You can substitute lean veal cubes for the lamb in this dish, if you prefer.

ingredients

Sag Gosht is a nutrious and delicious?mixture of lean lamb cubes and velvety leaf spinach cooked together in a yogurt-based sauce.
50 g (2 oz) 4 Tbs Ghee or clarified butter
1 1/2 tsp Mustard seeds
2 Garlic cloves, crushed
2 tsp Cardamom seeds, crushed
1 Tbs Ground coriander
piece Fresh root ginger, peeled 4 cm (1 1/2 in) and chopped
1 kg (2 lb) Lean boned lamb, cubed
1 Medium onion, chopped
3 Green chillis, chopped
1 tsp Sugar
1 tsp Turmeric
1 kg (2 lb) Spinach, trimmed, washed and chopped
1 1/2 tsp Salt
1/2 tsp Black pepper
3 Tbs Yogurt

method

1. Melt the ghee or butter in a flameproof casserole. Add the mustard seeds and cover.

2. Fry until the seeds begin to pop. Stir in the garlic, cardamom, coriander and ginger and fry for i minute, stirring constantly. Add the lamb cubes and fry until they are evenly browned.

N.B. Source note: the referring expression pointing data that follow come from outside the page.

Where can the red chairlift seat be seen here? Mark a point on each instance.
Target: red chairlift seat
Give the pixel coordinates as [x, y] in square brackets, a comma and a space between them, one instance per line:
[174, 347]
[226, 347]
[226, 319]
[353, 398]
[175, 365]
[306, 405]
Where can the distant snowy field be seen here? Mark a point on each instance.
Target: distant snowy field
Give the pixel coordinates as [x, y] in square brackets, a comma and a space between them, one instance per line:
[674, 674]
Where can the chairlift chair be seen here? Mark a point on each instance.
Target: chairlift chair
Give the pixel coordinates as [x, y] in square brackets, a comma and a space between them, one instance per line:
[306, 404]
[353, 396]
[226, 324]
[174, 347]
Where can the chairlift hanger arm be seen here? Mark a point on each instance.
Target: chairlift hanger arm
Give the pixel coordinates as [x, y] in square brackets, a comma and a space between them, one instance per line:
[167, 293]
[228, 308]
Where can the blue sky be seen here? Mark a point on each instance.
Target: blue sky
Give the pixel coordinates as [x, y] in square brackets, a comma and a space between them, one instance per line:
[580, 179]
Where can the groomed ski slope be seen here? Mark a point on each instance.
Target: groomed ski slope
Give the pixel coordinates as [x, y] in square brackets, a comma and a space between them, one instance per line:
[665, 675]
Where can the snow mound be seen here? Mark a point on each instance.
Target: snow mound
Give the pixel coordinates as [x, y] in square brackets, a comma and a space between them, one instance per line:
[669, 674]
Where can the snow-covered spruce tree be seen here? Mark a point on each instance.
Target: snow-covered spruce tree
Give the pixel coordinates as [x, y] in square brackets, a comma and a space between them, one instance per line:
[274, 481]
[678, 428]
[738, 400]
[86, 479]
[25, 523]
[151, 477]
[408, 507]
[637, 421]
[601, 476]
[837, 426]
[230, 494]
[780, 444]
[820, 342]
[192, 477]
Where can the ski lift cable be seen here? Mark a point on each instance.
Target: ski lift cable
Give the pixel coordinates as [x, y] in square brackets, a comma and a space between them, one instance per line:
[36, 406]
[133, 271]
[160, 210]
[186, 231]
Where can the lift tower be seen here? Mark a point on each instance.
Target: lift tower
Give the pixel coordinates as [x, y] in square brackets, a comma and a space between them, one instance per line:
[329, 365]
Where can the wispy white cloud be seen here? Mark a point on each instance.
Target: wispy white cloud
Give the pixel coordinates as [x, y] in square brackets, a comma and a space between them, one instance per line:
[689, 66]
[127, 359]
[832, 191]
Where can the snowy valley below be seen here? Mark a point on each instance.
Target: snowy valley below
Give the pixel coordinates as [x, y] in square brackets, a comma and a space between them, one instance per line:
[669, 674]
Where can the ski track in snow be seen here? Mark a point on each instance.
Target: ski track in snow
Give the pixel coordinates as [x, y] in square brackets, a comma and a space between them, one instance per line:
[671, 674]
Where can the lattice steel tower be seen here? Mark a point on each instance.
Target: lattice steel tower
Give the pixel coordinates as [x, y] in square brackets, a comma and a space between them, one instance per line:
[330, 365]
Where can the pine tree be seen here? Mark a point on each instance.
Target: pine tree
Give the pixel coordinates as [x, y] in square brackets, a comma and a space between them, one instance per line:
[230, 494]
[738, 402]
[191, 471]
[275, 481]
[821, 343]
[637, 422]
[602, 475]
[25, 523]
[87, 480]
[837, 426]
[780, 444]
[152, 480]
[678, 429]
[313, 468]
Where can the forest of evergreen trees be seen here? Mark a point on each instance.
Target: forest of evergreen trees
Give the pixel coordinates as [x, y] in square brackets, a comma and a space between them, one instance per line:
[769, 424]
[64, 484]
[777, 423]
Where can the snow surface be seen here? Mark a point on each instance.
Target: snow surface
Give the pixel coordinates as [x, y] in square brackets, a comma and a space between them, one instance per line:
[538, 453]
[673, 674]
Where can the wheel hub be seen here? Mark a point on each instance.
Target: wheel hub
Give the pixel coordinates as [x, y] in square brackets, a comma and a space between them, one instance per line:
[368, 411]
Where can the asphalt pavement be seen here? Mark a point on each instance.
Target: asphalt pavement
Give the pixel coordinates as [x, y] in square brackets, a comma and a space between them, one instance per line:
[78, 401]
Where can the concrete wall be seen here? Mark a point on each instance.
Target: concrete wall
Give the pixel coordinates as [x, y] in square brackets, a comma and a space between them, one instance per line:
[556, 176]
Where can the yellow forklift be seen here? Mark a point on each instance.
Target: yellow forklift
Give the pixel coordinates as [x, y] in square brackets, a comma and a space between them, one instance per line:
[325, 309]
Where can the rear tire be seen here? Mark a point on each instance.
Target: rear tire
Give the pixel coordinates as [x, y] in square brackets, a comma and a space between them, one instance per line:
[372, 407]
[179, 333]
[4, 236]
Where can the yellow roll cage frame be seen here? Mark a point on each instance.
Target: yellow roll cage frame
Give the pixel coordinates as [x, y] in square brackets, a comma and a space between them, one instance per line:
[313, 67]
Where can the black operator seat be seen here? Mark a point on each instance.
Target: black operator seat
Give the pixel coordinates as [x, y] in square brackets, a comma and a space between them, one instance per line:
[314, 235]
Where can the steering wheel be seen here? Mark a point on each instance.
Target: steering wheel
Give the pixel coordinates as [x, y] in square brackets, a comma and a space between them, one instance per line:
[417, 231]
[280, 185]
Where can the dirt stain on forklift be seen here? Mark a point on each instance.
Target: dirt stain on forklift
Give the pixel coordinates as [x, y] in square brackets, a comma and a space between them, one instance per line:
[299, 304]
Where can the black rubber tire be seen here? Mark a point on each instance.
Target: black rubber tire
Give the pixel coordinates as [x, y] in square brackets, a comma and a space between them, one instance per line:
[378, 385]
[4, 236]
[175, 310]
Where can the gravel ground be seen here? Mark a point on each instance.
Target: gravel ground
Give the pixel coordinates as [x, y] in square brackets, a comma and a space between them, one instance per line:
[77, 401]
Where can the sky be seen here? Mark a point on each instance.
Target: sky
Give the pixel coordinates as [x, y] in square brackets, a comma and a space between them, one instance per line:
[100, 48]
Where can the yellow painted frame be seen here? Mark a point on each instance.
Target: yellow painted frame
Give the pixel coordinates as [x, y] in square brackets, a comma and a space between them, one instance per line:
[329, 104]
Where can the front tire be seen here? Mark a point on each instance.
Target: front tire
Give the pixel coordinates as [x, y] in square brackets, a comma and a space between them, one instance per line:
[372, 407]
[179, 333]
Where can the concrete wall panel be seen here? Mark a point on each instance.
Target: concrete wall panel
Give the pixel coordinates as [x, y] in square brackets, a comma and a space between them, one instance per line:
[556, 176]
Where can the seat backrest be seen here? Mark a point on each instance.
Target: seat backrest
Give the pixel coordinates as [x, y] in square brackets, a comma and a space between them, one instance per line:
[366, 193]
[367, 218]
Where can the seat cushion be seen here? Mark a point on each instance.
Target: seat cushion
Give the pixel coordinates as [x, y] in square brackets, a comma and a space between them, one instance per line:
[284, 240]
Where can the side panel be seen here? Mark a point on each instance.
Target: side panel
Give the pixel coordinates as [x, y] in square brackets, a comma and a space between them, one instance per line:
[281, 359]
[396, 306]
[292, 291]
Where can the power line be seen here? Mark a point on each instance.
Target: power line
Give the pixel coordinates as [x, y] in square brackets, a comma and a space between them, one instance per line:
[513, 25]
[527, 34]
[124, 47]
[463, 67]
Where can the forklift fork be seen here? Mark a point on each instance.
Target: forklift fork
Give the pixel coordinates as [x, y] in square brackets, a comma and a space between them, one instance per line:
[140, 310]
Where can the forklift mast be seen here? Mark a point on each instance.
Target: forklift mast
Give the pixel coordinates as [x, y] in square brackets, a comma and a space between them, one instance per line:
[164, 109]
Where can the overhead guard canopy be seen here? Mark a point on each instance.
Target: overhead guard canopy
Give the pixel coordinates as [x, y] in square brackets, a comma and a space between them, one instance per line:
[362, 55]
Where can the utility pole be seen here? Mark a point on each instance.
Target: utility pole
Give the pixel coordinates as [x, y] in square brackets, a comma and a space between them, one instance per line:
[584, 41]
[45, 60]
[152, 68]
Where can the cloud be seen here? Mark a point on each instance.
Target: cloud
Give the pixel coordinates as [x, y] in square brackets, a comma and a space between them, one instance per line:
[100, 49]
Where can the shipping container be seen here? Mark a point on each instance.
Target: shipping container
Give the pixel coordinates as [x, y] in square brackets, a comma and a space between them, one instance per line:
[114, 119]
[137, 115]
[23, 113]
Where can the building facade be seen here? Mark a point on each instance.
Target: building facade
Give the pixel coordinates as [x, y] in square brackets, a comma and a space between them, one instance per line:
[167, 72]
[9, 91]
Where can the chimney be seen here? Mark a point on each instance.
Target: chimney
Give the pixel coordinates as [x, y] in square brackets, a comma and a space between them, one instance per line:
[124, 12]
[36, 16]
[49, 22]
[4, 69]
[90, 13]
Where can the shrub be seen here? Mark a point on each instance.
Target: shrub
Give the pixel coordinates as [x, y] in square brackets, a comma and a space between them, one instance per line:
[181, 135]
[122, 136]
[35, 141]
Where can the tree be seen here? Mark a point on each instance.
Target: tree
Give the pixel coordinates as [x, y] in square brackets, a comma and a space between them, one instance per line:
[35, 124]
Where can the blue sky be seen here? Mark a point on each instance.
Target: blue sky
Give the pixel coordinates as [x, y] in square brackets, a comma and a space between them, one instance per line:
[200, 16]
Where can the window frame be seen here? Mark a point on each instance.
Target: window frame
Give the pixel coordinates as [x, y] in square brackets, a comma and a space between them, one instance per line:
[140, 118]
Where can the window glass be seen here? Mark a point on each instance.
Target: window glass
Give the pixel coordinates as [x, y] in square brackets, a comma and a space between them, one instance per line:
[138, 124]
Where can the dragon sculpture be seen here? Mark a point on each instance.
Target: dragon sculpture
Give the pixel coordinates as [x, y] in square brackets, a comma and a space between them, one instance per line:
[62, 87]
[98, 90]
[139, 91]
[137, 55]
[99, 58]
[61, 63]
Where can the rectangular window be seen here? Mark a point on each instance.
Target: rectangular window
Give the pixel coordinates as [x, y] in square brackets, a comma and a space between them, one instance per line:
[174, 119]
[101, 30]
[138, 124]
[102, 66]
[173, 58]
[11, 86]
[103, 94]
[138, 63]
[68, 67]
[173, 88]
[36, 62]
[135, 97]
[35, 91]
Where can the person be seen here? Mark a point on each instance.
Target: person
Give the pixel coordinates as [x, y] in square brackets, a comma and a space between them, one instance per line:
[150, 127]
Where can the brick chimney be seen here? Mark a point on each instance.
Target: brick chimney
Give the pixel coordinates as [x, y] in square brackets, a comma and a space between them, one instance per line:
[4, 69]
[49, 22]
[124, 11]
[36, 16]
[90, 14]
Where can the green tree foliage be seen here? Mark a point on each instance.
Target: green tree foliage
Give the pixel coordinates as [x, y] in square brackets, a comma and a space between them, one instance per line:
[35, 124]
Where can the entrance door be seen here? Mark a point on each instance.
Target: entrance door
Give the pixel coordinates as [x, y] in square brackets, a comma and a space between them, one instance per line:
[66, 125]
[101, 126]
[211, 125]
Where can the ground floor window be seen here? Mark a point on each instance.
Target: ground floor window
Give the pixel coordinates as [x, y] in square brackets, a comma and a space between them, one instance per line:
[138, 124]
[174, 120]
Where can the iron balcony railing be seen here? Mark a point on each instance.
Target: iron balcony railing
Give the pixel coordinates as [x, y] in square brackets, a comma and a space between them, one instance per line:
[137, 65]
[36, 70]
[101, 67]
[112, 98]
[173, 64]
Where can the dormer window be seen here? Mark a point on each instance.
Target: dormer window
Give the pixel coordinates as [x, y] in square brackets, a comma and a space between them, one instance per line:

3. Stir in the onion, chillis and sugar and fry until the onion is golden brown. Stir in the turmeric and spinach and cook for 3 minutes. Add the remaining ingredients and reduce the heat to low. Cover and simmer for 1 hour, or until the meat is cooked through and tender and the spinach is smooth and soft. Uncover and stir well.

4. Preheat the oven to cool 150°C (Gas Mark 2, 300°F). Put the casserole into the oven and cook for 20 minutes. Remove from the oven and serve at once.